Under the charismatic leadership of the authoress Miss Eleanor Doorly, the school introduced innovations like Form and School councils (very far-sighted for the 1920s), and many of Miss Doorly’s famous friends from the world of the arts came to speak to the girls.
During the Second World War, King’s shared its premises with girls evacuated from King Edward’s School in Camp Hill, Birmingham, with King’s girls attending in the morning and Camp Hill in the afternoon. By the end of the war, the 1944 Education Act had done away with the boarding house and direct grant pupils came to King’s High, having passed the 11+ and winning scholarships for their fees.
The school expanded greatly in the years that Miss Winifred Hare was headmistress, and by her retirement in 1970 it had over 600 pupils. By this time, university entrance was far more widely achieved by sixth formers and each year several girls won coveted Oxbridge places. This continued through Miss Leahy’s years in the 1970s and ‘80s, when the school hat became obsolete (following a vote in school council).
By the end of the twentieth century, when Mrs Anderson was headmistress, newer school subjects like Computing, Business Studies and Psychology were introduced. The school colours were changed from the old gold and black to today’s pale green and blue. Uniform was dispensed with altogether for sixth form girls.

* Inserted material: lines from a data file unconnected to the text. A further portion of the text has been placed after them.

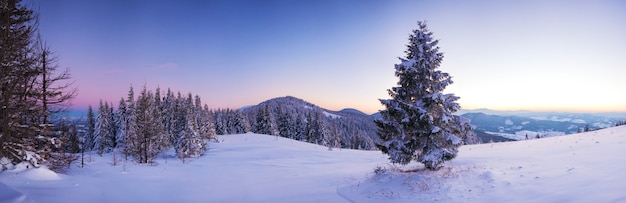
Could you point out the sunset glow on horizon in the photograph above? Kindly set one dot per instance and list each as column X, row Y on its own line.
column 502, row 55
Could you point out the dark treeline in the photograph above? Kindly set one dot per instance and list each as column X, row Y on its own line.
column 32, row 89
column 144, row 126
column 294, row 118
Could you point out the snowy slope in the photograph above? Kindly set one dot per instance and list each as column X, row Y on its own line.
column 587, row 167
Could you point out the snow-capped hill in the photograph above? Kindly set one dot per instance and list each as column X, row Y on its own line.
column 353, row 111
column 297, row 119
column 331, row 115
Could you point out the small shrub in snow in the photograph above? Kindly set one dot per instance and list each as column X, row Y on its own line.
column 379, row 170
column 418, row 123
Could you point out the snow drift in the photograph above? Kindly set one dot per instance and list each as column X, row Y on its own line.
column 586, row 167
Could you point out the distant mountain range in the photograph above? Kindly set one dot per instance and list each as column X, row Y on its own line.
column 518, row 124
column 490, row 125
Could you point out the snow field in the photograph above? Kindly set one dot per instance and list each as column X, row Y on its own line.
column 586, row 167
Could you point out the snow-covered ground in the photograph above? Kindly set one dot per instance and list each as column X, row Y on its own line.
column 587, row 167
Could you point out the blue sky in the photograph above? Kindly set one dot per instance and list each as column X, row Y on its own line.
column 533, row 55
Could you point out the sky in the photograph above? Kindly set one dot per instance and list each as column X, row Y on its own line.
column 503, row 55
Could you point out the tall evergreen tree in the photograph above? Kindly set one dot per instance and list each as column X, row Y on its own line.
column 418, row 122
column 264, row 123
column 190, row 143
column 29, row 89
column 104, row 137
column 90, row 140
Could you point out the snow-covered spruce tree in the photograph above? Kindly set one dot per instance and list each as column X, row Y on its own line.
column 102, row 135
column 418, row 123
column 89, row 143
column 264, row 121
column 190, row 142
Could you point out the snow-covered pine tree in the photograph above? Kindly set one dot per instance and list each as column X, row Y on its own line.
column 190, row 143
column 207, row 127
column 89, row 137
column 418, row 123
column 120, row 123
column 264, row 123
column 103, row 130
column 129, row 147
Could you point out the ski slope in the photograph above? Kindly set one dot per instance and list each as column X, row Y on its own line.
column 586, row 167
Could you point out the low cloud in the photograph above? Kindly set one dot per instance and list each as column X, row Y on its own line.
column 165, row 67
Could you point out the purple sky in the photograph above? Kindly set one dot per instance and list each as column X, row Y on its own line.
column 533, row 55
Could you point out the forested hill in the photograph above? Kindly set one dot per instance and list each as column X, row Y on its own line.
column 297, row 119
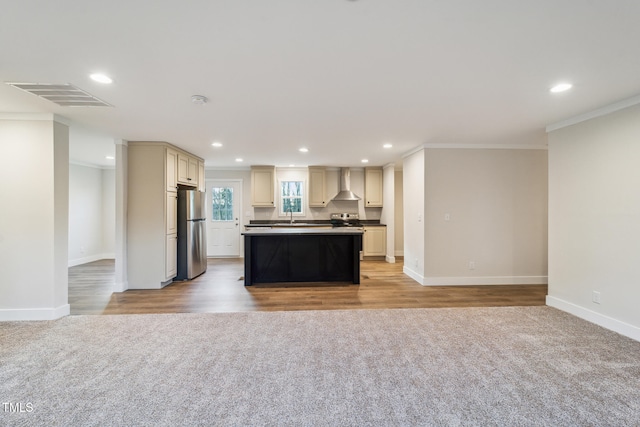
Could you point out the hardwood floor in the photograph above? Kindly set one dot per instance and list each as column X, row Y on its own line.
column 221, row 289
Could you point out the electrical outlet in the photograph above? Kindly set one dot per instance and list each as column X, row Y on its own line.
column 596, row 297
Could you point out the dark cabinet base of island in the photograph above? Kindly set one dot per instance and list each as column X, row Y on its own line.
column 281, row 257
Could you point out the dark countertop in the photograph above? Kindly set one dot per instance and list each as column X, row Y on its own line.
column 302, row 230
column 305, row 223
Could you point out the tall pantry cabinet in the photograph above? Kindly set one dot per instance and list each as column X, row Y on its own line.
column 152, row 238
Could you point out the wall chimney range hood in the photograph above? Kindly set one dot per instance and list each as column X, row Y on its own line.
column 345, row 193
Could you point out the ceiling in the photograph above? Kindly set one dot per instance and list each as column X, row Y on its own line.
column 338, row 77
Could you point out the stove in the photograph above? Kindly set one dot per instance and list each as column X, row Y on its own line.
column 344, row 219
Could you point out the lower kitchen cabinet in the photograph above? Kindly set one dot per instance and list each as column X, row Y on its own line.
column 171, row 251
column 374, row 240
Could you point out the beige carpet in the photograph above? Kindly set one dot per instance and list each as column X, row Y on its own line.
column 524, row 366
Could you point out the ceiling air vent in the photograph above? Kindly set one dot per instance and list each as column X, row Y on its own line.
column 66, row 95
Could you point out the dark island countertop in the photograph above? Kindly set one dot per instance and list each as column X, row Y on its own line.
column 302, row 230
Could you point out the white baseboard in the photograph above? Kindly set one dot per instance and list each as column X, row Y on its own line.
column 90, row 258
column 414, row 275
column 485, row 280
column 18, row 314
column 606, row 322
column 120, row 286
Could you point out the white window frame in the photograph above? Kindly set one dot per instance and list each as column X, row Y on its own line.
column 281, row 204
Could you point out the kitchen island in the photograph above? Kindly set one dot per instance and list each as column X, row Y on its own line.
column 294, row 255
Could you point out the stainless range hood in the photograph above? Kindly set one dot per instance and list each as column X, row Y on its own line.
column 345, row 193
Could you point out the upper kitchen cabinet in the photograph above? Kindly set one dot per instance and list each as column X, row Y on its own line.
column 201, row 183
column 317, row 187
column 187, row 170
column 263, row 186
column 172, row 170
column 373, row 188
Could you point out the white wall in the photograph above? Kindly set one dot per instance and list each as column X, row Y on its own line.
column 486, row 206
column 398, row 195
column 34, row 168
column 91, row 214
column 485, row 216
column 414, row 238
column 594, row 220
column 388, row 213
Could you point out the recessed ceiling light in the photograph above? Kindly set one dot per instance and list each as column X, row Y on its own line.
column 101, row 78
column 561, row 87
column 199, row 99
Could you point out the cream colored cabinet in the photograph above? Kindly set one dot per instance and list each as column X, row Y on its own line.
column 172, row 213
column 317, row 187
column 172, row 170
column 373, row 188
column 374, row 240
column 187, row 170
column 263, row 186
column 201, row 183
column 171, row 257
column 151, row 213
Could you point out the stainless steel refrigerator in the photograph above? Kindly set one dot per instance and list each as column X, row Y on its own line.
column 192, row 234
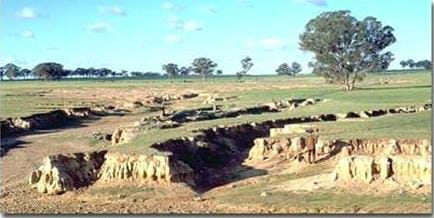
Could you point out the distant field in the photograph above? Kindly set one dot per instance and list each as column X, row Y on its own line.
column 22, row 98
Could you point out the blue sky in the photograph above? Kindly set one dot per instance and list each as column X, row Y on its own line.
column 143, row 35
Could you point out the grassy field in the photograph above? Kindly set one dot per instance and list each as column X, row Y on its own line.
column 20, row 98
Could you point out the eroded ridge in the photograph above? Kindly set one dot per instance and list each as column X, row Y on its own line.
column 208, row 159
column 65, row 172
column 52, row 119
column 124, row 135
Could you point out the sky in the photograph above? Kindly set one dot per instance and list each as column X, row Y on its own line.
column 137, row 35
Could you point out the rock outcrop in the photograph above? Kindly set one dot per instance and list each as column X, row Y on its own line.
column 66, row 172
column 403, row 169
column 60, row 173
column 293, row 129
column 124, row 135
column 160, row 168
column 53, row 119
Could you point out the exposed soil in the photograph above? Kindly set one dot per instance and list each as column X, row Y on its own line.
column 217, row 157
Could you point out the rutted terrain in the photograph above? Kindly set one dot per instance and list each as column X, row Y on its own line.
column 187, row 174
column 208, row 160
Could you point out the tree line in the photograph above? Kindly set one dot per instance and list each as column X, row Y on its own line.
column 345, row 50
column 424, row 64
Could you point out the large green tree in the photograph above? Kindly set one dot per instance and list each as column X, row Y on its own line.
column 246, row 64
column 171, row 70
column 11, row 71
column 346, row 49
column 295, row 68
column 49, row 71
column 284, row 69
column 203, row 66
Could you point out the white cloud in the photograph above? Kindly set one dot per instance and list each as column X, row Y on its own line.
column 113, row 10
column 266, row 43
column 27, row 34
column 191, row 26
column 208, row 9
column 98, row 27
column 174, row 22
column 250, row 43
column 27, row 13
column 272, row 43
column 170, row 6
column 173, row 39
column 320, row 3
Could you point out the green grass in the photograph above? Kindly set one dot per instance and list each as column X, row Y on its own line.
column 20, row 98
column 325, row 201
column 332, row 201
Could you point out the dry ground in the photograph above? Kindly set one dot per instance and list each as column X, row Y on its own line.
column 287, row 191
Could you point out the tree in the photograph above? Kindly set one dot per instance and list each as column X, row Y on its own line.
column 11, row 71
column 296, row 68
column 425, row 64
column 246, row 64
column 203, row 66
column 284, row 69
column 184, row 71
column 411, row 63
column 345, row 48
column 171, row 70
column 49, row 71
column 403, row 64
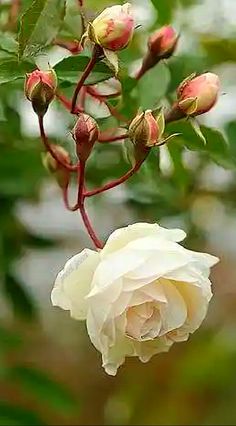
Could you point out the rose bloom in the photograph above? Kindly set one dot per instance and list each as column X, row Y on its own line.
column 141, row 293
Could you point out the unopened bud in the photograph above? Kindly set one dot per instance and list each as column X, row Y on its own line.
column 163, row 43
column 40, row 88
column 113, row 28
column 197, row 95
column 85, row 134
column 146, row 131
column 61, row 174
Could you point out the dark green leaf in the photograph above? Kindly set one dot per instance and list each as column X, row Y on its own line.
column 39, row 26
column 43, row 387
column 20, row 300
column 70, row 70
column 14, row 415
column 8, row 43
column 216, row 145
column 165, row 11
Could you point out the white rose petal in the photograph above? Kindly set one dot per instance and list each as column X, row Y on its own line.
column 141, row 293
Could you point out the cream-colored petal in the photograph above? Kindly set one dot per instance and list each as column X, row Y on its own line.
column 119, row 238
column 174, row 312
column 196, row 303
column 73, row 283
column 146, row 350
column 114, row 267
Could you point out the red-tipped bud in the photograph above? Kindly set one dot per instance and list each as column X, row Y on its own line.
column 197, row 95
column 146, row 131
column 61, row 174
column 113, row 28
column 40, row 88
column 85, row 134
column 163, row 43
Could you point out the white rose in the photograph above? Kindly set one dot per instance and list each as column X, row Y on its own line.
column 141, row 293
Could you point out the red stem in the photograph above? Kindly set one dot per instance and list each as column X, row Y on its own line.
column 67, row 103
column 85, row 74
column 104, row 139
column 49, row 148
column 115, row 182
column 98, row 244
column 66, row 201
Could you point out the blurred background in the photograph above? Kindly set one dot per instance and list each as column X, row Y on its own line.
column 49, row 371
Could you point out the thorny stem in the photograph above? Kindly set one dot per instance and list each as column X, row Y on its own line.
column 87, row 71
column 98, row 244
column 115, row 182
column 65, row 192
column 107, row 139
column 14, row 13
column 49, row 148
column 67, row 103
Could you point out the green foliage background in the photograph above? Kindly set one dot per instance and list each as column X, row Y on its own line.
column 49, row 372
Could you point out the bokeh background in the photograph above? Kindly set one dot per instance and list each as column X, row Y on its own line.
column 49, row 371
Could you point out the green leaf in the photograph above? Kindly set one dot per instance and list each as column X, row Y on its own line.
column 70, row 69
column 216, row 146
column 11, row 70
column 43, row 387
column 19, row 298
column 8, row 42
column 14, row 415
column 153, row 86
column 40, row 25
column 165, row 11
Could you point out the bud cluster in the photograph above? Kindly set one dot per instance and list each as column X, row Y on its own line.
column 109, row 32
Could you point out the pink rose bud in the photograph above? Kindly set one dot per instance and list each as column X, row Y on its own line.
column 146, row 131
column 61, row 174
column 85, row 134
column 40, row 88
column 197, row 95
column 163, row 43
column 113, row 28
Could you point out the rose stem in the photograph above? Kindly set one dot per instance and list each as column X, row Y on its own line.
column 48, row 147
column 14, row 13
column 66, row 200
column 87, row 71
column 115, row 182
column 103, row 139
column 81, row 174
column 66, row 102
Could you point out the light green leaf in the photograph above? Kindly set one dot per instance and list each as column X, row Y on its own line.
column 153, row 86
column 11, row 70
column 112, row 60
column 39, row 25
column 70, row 70
column 197, row 129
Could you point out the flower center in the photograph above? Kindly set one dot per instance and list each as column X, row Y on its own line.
column 143, row 321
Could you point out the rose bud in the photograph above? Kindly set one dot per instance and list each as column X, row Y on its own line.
column 146, row 131
column 40, row 88
column 61, row 174
column 85, row 134
column 113, row 28
column 161, row 45
column 197, row 95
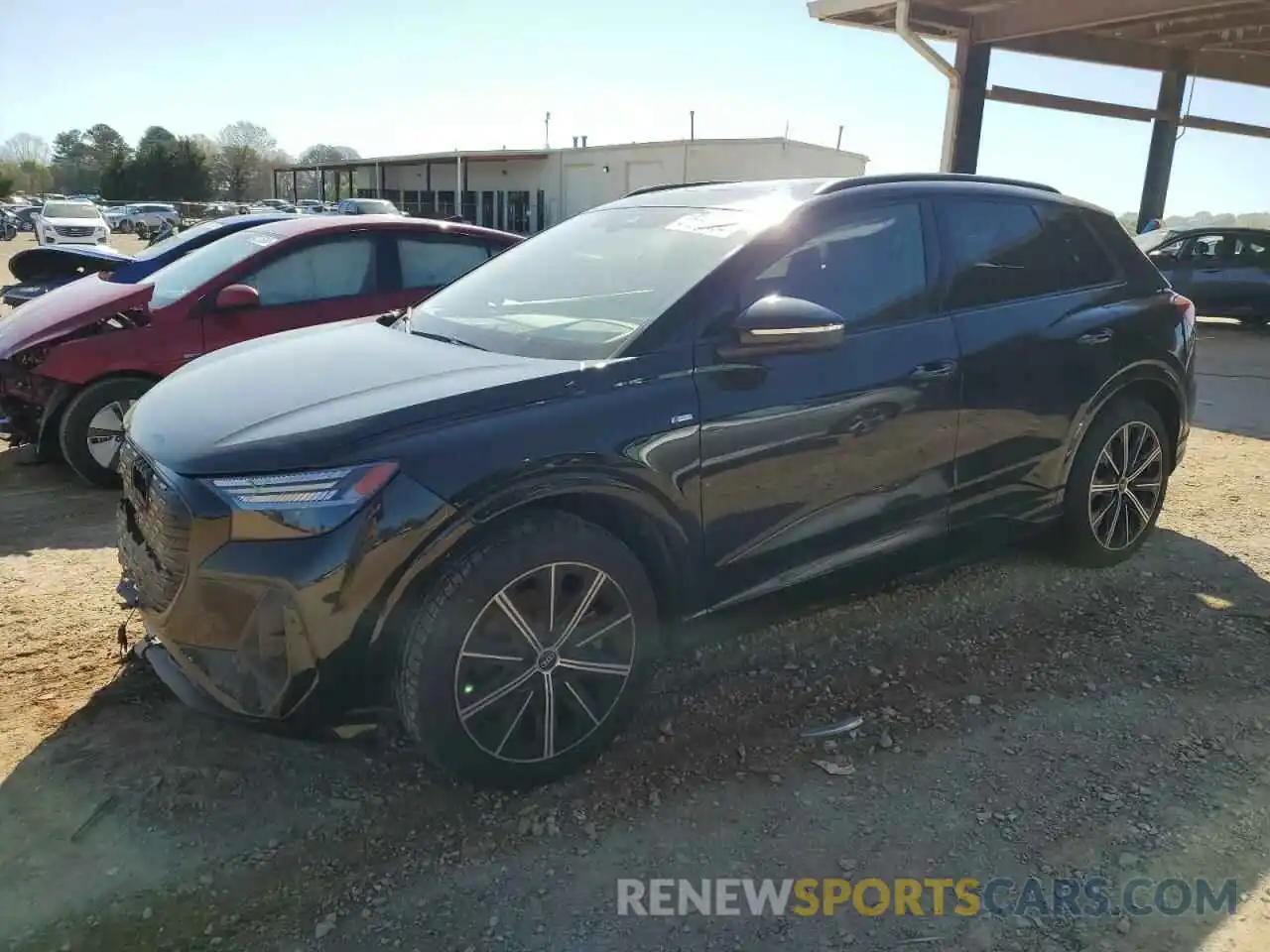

During the first years of the 21st century, with Mrs Surber at the helm, the school continues to be at the forefront of girls’ education, offering wider opportunities for extra-curricular activities such as foreign exchanges, Mandarin classes, climbing and ballet lessons. In addition, an ambitious building programme is underway, with the Sixth Form Centre and ICT suite already up and running and further development planned over the next ten years.